世界に一つだけのマイバチを作ろう!~八丈太鼓 バチづくり手順書~

この手順書では、愛着のわく自分だけの「マイバチ」の作り方を説明します。木を削る感触を楽しみながら、焦らず自分のペースで進めましょう!

第1部:準備編 ~最高のスタートを切ろう~

まずは、マイバチ作りに必要なものを揃え、自分にピッタリの長さを決めます。良い準備が良いバチへの第一歩です!

【STEP 1】道具と材料をそろえる 🛠️

[必ず用意するもの]
バチの材料になる木の丸棒(下拍子用 24mm×910mm / 上拍子用 28mm×910mm)
メジャーと鉛筆
木工用のノコギリ
ボードヤスリ(荒削り用)
紙ヤスリセット(#80, #150, #240, #400など)
[あると便利なもの]
作業用の手袋、万力(まんりき)、掃除用のブラシや布
銘を入れる道具(焼きペン、彫刻刀、油性マジックなど)
[服装]
汚れても良い、動きやすい服装で作業しましょう。

【STEP 2】自分に合った長さを決める 📏

丸棒の端を軽く握ります。
ひじの内側に丸棒の反対側の端を当てます。
ひじから、握っている拳が一つはみ出すくらいの長さが目安です。
長さを決めたら、鉛筆でカットする線に印を付けましょう。

第2部:カット編 ~バチの原型をつくる~

ここからは、いよいよ木に手を入れていきます。準備した一本の丸棒から、二本のバチの原型を切り出しましょう。

【STEP 3】ノコギリでカットする 🪚

印を付けた線に沿って、丸棒をノコギリでカットします。

【ポイント】
ここで、丸棒のもともとの両端が、二本のバチの握る部分(手元)になるようにカットしましょう。新しくノコギリで切った面が、バチの先端になります。
なぜなら、切断面はこれからヤスリで大きく削って丸める部分なので、きれいに仕上げやすいからです。もともとのきれいな端は、握り心地の良い手元に残しておきましょう。
コツ: 丸棒を回しながら、全周に少しずつ溝を作るように切っていくと、まっすぐ切りやすくなります。
注意: 切り落とす直前は、木の重みで割れないように、ゆっくり丁寧に作業してください。

第3部:削り編 ~理想の形へ育てる~

ここからが一番楽しい作業です!カットしただけの角張った木の棒を、手に馴染む理想のバチへと育てていきましょう。

【STEP 4】安全確認と準備

作業を始める前に、手袋をはめましょう。木のささくれから手を守ります。

【STEP 5】ボードヤスリで荒削り

ボードヤスリを使い、バチの先端(両端)を好みの丸さに削ります。卵のような丸みをイメージしながら、理想の形に近づけていきましょう。

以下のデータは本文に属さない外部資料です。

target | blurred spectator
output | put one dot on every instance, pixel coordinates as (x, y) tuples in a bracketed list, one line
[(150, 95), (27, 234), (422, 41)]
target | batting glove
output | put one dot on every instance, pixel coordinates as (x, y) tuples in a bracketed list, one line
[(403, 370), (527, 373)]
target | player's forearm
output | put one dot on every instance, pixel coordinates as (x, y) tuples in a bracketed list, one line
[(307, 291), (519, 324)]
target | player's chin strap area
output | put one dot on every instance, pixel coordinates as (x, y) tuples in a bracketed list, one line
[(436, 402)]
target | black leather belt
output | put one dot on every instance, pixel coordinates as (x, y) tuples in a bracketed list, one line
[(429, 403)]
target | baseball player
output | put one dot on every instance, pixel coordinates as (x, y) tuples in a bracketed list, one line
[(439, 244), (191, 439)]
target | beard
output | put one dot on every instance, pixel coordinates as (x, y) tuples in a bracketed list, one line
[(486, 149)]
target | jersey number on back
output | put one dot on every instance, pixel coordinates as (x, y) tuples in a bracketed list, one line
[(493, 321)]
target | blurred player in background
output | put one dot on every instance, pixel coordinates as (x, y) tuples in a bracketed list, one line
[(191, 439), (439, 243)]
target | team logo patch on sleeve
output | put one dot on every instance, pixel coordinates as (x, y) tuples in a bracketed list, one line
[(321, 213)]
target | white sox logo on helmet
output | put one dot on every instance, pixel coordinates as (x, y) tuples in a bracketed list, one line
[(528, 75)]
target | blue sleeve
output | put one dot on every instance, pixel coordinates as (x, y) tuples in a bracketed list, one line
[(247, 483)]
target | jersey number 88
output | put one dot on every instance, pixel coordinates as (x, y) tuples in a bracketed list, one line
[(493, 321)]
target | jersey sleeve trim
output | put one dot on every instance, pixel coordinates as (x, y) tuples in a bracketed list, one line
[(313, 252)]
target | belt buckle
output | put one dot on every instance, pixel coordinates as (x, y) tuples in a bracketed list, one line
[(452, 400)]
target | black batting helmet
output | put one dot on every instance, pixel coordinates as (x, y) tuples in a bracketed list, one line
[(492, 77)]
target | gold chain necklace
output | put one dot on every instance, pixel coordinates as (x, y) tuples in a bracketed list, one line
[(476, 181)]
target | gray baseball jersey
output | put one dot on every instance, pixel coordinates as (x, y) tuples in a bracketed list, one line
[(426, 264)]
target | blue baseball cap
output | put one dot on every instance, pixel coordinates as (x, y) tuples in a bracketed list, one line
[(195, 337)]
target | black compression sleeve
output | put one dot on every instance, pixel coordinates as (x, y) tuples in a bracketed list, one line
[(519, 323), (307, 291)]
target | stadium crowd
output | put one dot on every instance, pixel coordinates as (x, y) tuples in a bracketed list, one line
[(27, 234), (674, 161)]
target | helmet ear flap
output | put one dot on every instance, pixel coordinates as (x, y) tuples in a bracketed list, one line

【STEP 6】紙ヤスリで中仕上げ (#80 → #150)

ボードヤスリでできた粗い削り跡を滑らかにします。
#80(粗目)で、バチの先端のガタガタした感じをなくします。
次に#150(中目)で、#80でついたヤスリの跡が消えるように全体を磨きます。

【STEP 7】紙ヤスリで総仕上げ (#240 → #400)

いよいよ仕上げです。木が手に吸い付くような、滑らかな手触りになるまで磨き上げましょう。
#240(細かめ)で磨き、表面をスベスベにします。
最後に#400(極細)で、バチ全体を丁寧に磨き上げます。

第4部:画竜点睛 ~銘を入れて魂を込める~

すべての形が整ったバチに、最後の仕上げで魂を吹き込みます。このバチが世界に一つだけの「自分の相棒」である証を刻みましょう。

【STEP 8】自分の証を刻む 🔥

バチの端や持ち手など、好きな場所に自分の名前やマークを入れます。
何を入れる?
自分の名前、イニシャル、好きな漢字、オリジナルのマークなど。
写真のように、制作日やバチの重さ・長さなどを記録として残すのも、愛着が深まる素晴らしい方法です。
最重要ポイント:
いきなり本番は禁物! 必ずカットした木の切れ端などで練習してから、本番のバチに書き込みましょう。

ついに完成! 🎉

お疲れ様でした!これで、正真正銘あなただけのオリジナルマイバチの完成です。
自分で作った相棒と叩く太鼓の音は、きっと格別ですよ。思いっきり楽しんでください!

【ワンポイント・アドバイス】

焦らないのが一番のコツ:各工程で、少し作業しては確認、を繰り返しましょう。
持ち手も丁寧に:先端だけでなく、バチ全体のささくれなどをなくし、握り心地を確かめながら磨くのが大事です。
後片付けも大切:作業が終わったら、木くずをきれいに掃除しましょう。